Some weeks I spend a lot of time on chess without managing to remain focused on specific training goals. I did well this past week on two of my three specific training foci, while expending effort on other studies instead of the third.

1. Solve a minimum of 50 tactics problems per week.

Over fifty again.

Continuing with the puzzles in the Shredder iPad app, I solved 35.
1475 puzzles: 11575/14750 points 78%
last 10 puzzles: 87/100 87%

I did one session with the Chess.com Tactics Trainer. The session was approximately twenty minutes, consisting of 34 problems. Eighteen were wholly correct.

Of the nine problems in the Combinations section of Chess Informant 112, I did six this week. I blogged about one in "Missing Tactics".

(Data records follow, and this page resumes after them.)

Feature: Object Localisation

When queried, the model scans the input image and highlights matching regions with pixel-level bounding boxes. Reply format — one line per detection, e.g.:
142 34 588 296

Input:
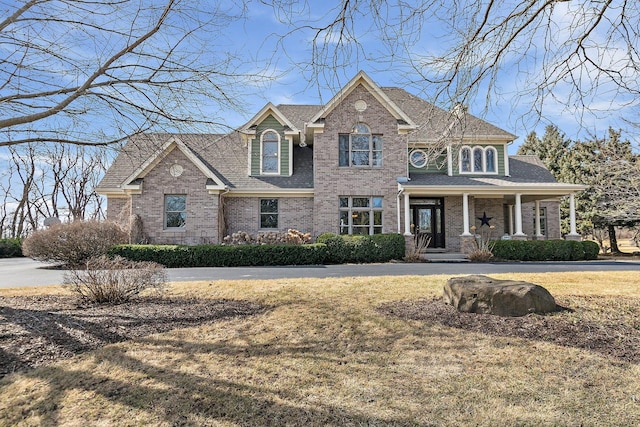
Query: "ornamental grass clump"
468 225 496 262
63 255 167 304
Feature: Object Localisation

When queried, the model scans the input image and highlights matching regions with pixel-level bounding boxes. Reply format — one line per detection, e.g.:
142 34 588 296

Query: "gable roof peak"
240 102 299 134
308 71 417 130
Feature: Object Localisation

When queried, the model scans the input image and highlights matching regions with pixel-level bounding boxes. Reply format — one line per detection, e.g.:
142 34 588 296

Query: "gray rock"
443 275 557 317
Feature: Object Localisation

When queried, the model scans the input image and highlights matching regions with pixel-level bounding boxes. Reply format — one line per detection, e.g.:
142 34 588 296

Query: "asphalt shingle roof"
98 87 528 192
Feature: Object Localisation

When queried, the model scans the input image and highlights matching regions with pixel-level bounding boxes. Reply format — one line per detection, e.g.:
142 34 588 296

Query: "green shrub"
109 243 328 267
491 239 599 261
110 233 405 267
582 240 600 260
0 238 23 258
22 221 128 266
316 233 405 264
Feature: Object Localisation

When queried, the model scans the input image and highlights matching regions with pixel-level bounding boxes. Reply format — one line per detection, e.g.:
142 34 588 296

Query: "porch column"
534 200 543 238
567 193 580 238
514 193 526 237
462 193 471 236
404 192 412 236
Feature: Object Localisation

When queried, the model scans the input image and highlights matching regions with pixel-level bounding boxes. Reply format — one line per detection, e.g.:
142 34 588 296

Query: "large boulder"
443 275 557 317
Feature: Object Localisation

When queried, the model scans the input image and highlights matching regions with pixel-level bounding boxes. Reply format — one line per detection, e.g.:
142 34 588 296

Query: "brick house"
97 71 585 253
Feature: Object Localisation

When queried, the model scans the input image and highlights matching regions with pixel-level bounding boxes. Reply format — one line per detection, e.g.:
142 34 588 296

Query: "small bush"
0 238 23 258
22 221 128 266
491 239 600 261
63 255 166 304
316 233 405 264
223 229 312 245
582 240 600 260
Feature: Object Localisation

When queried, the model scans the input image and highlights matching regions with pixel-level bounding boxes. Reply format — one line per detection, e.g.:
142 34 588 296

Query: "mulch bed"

2. Spend thirty minutes once per week solving problems in Lev Alburt, Chess Training Pocket Book II and Paata Gaprindashvili, Imagination in Chess.

I reviewed problems that I had missed previously rather than moving forward to new problems. After the review, I extended my work by memorizing and spending time studying the game that provided four positions in Alburt's text: Spassky -- Evans, 1962. See "Instructive Games Worthy of Memorizing."

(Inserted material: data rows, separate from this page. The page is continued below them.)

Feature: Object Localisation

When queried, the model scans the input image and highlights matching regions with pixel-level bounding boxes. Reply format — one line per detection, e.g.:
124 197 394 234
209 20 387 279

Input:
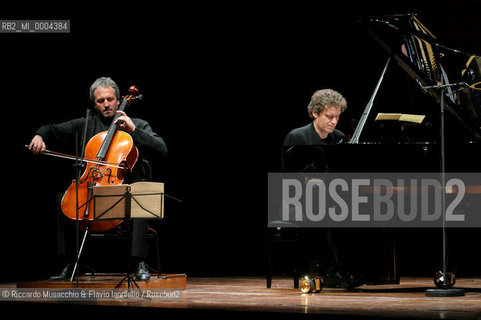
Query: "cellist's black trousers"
55 193 149 264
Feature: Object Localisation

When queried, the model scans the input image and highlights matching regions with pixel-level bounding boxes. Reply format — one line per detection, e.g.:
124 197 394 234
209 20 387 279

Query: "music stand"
92 182 165 292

3. Complete my Pawn Endgame flash card project.

Did not work on my endgame this week.

4. Additional Training Focus

Having won a nice miniature from the Black side of the English, I worked to find improvements for White. The game is annotated in "Problems in the English," which includes nine model games showing more productive ideas for White.

My memory now stores the entire sequence of moves played in Spassky -- Evans, 1962, and in my English miniature. I also understand where the opening errors were made in both games. In addition, I spend some time looking through games in the Yugoslav Attack against the Sicilian Dragon in order to create the chess problems that I used for a contest at the tournament I ran yesterday. These problems also appear in "Slaying the Dragon."


  1. A good Chess memory has to have serious benefits. You remember better openings and good or bad moves. You should improve better especially if you analyse your games.
    Do you feel any (OTB) improvements through this training?

    1. I believe that I am improving. Whether fast enough to meet my ultimate goal (master by 2020--the year I turn 60) remains to be seen. My last OTB event was my best performance ever, my highest place in a weekend Swiss (2nd), my highest rated win (defeated a 2076), and gave me my peak rating. On the other hand, I seem to find time for only a few events per year. One culprit is the number of Saturdays that I spend running youth tournaments (my sixth for the school year was yesterday) or teaching adult students (college history). I could play on Thursday nights, but prefer to stay home and drink good wine with my beloved.

      Investing money and time to travel to tournaments elsewhere will bring me in contact with better competition. In my city at present, there are two experts, and I'm one of half a dozen or so A Class players. That's a stronger pool than existed when I first hit A Class three years ago, but far weaker than exists in Seattle five hours away.